The less you spend time trying to figure out why your dog is doing something, and the more you concentrate on the dog’s action and how you can modify them, the more successful you will be in communicating with your dog. It is also important to note that dogs cannot learn after the fact. Once a behavior is over, we cannot reinforce it or punish it. If you want to reinforce your dog (or punish your dog) you have to do it when the action is taking place. When one comes home, sees a puddle of urine and punishes the dog, he/she does not teach the dog anything except that they are dangerous when they come home and they have this certain look on their faces. The dog simply cannot make the connection between a certain consequence that happens 5 seconds, 2 minutes, or an hour after the action that supposedly caused it.
Remember, despite what you might think, and despite what you have been told in the past, your dog does not do anything to get back at you. The reasons for the dog’s actions are much simpler than the complex thinking patterns we ascribe them. There are no ulterior motives and no mysterious conspiracies; if the dog acts in a certain way, it is because she thinks it will benefit her. It is our job to teach her what benefits her and what does not benefit her.
Book of the month:
Clicker Training for Obedience - by Morgan Spector
This is the most detailed book for the obedience competitor. If you are looking to compete in the utility ring and if you want to it with positive methods, this book is just what you are looking for. The book is arranged in sections that begin with all the basic knowledge your dog needs to have before you can start teaching the actual competition exercises. By following the step by step processes described in the book, you will manage to get solid behaviors from your dog. Behaviors that will hold true in competition.
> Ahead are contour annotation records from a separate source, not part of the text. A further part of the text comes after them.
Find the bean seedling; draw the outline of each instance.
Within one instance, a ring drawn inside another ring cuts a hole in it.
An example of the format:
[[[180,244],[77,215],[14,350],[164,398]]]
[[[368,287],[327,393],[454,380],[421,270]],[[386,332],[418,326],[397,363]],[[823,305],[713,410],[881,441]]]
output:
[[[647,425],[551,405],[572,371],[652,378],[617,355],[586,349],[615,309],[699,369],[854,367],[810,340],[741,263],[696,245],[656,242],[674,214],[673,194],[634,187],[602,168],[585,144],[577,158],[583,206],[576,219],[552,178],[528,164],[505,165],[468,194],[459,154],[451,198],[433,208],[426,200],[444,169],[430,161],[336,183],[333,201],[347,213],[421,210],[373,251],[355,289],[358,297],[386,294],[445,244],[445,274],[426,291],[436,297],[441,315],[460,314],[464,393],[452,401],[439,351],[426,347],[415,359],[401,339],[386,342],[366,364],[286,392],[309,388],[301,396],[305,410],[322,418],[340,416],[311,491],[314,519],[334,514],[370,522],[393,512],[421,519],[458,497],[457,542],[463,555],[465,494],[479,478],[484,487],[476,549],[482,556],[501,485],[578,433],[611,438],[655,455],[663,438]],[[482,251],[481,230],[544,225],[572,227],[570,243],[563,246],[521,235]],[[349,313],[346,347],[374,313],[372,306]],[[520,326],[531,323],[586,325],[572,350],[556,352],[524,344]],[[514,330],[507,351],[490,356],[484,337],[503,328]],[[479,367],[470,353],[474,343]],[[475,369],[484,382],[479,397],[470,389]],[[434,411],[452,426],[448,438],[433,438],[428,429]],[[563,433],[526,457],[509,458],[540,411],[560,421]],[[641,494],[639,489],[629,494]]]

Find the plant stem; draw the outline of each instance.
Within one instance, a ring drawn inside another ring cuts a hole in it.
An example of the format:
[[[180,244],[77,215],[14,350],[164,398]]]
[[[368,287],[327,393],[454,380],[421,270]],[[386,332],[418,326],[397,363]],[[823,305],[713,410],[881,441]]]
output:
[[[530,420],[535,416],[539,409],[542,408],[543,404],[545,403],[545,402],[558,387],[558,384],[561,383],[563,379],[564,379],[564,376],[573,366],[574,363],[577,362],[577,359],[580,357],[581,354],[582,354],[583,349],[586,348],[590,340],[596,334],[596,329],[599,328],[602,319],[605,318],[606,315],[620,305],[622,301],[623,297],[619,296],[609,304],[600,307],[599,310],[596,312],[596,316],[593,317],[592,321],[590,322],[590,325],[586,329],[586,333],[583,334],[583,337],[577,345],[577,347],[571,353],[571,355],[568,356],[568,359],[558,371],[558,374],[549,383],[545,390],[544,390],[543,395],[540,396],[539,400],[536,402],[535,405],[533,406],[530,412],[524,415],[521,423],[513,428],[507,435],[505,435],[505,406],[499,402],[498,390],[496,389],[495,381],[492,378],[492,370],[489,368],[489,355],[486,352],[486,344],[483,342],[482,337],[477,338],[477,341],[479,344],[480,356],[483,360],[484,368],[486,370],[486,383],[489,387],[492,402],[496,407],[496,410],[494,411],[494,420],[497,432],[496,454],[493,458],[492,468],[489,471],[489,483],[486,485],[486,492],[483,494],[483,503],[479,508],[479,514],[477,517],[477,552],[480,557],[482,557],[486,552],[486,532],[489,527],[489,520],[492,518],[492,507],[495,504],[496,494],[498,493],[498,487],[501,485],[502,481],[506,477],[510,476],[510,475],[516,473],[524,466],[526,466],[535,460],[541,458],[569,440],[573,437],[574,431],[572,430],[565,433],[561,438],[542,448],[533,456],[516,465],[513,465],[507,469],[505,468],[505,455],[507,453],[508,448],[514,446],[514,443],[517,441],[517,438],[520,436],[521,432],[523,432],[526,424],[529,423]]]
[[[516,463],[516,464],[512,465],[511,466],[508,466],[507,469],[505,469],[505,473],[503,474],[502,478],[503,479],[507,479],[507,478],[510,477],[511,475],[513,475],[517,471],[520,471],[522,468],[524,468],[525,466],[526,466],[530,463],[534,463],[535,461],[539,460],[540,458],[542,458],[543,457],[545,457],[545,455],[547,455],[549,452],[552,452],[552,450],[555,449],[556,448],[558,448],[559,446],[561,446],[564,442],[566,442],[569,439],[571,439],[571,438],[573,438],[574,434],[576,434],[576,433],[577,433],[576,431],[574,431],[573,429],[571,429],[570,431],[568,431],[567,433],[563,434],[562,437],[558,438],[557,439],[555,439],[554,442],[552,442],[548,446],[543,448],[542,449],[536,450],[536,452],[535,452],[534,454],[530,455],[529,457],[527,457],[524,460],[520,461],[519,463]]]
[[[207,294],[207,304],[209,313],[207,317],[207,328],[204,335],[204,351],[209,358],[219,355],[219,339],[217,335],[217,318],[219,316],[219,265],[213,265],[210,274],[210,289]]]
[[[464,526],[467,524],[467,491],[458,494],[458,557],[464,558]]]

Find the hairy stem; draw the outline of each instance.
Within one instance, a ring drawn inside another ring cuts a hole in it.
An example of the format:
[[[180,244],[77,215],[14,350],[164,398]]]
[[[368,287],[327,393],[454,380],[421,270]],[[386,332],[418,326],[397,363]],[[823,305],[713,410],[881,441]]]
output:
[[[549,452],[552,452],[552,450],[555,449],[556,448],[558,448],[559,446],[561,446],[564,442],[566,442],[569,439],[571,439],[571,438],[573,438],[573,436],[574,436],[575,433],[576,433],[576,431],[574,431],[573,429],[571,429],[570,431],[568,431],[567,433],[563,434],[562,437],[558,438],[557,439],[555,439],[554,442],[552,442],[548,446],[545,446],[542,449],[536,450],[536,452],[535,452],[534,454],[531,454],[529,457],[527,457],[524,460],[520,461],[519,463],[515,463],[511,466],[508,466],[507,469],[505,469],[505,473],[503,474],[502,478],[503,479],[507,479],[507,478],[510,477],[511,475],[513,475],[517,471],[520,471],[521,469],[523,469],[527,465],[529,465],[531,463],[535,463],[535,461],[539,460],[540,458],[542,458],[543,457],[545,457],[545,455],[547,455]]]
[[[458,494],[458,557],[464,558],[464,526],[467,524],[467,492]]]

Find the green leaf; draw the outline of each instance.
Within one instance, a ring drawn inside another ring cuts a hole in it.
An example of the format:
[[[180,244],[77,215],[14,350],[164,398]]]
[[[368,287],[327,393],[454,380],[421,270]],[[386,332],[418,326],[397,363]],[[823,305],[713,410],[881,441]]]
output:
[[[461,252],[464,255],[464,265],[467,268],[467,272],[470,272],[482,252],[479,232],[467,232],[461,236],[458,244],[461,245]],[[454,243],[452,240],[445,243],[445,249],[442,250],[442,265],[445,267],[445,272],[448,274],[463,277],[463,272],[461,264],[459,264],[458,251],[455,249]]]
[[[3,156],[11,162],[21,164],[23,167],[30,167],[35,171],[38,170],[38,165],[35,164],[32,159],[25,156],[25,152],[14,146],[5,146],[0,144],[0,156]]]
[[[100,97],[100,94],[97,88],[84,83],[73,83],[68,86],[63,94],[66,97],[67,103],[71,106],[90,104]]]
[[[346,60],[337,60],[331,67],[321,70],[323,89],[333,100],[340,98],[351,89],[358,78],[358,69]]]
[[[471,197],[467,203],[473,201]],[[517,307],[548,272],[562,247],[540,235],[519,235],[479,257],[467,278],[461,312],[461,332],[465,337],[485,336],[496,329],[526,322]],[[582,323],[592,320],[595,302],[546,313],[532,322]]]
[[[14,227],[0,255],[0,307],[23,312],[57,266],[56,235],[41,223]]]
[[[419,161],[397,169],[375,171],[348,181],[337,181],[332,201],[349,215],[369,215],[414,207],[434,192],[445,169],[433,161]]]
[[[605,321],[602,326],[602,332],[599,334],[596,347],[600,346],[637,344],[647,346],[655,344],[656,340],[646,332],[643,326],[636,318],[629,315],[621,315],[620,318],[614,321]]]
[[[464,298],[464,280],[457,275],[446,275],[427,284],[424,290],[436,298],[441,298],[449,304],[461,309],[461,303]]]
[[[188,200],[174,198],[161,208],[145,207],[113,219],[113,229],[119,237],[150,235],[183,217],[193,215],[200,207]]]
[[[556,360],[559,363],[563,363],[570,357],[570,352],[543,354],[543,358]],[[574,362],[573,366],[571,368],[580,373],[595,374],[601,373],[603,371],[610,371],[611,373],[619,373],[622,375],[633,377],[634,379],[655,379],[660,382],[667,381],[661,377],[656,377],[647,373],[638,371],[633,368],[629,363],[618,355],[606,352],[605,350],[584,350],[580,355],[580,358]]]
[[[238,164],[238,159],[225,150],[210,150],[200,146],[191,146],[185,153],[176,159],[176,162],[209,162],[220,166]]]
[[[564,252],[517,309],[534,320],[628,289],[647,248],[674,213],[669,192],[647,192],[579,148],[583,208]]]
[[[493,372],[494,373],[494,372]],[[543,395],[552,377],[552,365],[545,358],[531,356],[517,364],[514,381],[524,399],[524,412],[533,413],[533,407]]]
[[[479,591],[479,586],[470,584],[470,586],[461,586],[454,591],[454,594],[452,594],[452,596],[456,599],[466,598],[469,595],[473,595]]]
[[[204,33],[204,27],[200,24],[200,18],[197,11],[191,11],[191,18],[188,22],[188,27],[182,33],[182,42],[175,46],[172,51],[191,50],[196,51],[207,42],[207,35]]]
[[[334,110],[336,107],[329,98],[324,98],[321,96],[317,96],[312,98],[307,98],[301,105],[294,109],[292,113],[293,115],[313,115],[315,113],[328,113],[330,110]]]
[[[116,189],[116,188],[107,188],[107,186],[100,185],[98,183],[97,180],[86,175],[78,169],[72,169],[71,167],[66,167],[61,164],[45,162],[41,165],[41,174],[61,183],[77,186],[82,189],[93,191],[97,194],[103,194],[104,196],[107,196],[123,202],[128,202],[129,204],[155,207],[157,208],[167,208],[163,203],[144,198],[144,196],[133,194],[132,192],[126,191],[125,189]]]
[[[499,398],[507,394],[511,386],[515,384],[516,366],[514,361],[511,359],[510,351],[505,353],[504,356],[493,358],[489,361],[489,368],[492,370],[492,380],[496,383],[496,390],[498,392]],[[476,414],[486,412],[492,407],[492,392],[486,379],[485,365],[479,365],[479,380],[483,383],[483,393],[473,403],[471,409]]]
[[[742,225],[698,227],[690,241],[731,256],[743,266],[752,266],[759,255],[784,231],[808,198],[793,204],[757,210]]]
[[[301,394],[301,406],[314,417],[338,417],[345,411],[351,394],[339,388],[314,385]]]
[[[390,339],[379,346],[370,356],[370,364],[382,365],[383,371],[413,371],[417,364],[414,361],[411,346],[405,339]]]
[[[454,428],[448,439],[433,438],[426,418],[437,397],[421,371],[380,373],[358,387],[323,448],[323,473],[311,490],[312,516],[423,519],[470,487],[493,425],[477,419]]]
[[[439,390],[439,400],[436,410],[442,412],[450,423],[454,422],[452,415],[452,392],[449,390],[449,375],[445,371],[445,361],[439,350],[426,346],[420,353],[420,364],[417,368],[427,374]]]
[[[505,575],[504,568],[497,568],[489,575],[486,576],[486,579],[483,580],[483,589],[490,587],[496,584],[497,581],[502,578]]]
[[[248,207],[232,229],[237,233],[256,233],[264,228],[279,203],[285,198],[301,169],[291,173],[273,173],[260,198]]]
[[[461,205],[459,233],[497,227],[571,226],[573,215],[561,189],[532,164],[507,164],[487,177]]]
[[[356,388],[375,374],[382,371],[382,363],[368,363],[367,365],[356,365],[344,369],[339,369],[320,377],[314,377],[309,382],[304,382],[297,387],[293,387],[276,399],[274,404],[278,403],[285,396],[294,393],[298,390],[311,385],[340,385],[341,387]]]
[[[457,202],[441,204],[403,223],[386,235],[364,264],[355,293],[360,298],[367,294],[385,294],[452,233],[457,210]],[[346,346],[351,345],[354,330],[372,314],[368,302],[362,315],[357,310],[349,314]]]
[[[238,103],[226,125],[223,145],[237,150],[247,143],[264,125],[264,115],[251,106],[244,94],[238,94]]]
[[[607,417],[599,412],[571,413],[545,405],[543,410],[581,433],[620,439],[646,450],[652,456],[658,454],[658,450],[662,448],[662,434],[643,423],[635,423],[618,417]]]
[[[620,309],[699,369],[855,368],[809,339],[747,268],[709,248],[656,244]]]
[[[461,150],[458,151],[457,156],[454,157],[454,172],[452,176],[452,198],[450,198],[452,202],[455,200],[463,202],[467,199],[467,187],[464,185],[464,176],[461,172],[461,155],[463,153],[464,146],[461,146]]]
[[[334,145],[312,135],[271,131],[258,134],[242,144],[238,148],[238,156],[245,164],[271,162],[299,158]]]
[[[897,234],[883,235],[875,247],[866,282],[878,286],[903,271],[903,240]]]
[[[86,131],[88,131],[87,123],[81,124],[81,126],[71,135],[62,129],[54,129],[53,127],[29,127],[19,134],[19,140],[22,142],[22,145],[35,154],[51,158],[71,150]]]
The book does not hide any detail from the dog owner. It really is the most extensive book about the subject. You can call it the bible of clicking for obedience if you'd like.
It is winter time and thunderstorms are coming:
If your dog is afraid of thunderstorms, there are things you can do to alleviate the symptoms. Desensitization and counter conditioning can be very effective in reducing the anxiety associated with thunderstorms. You should try to record (or get a desensitization CD) the thunderstorm and then start playing it in a very low volume (which your dog can handle). While listening to the tape, give your dog extra yummy treats. When the tape stops, so do the treats. Over time, raise the volume of the recording. Keep dispensing treats. In about 20 short sessions you can make it up to full volume and eventually, your dog will be able to tolerate (and sometimes even like) the noises associated with a thunderstorm.
Please note that with very fearful dogs, this process can be lengthier and professional help may be needed.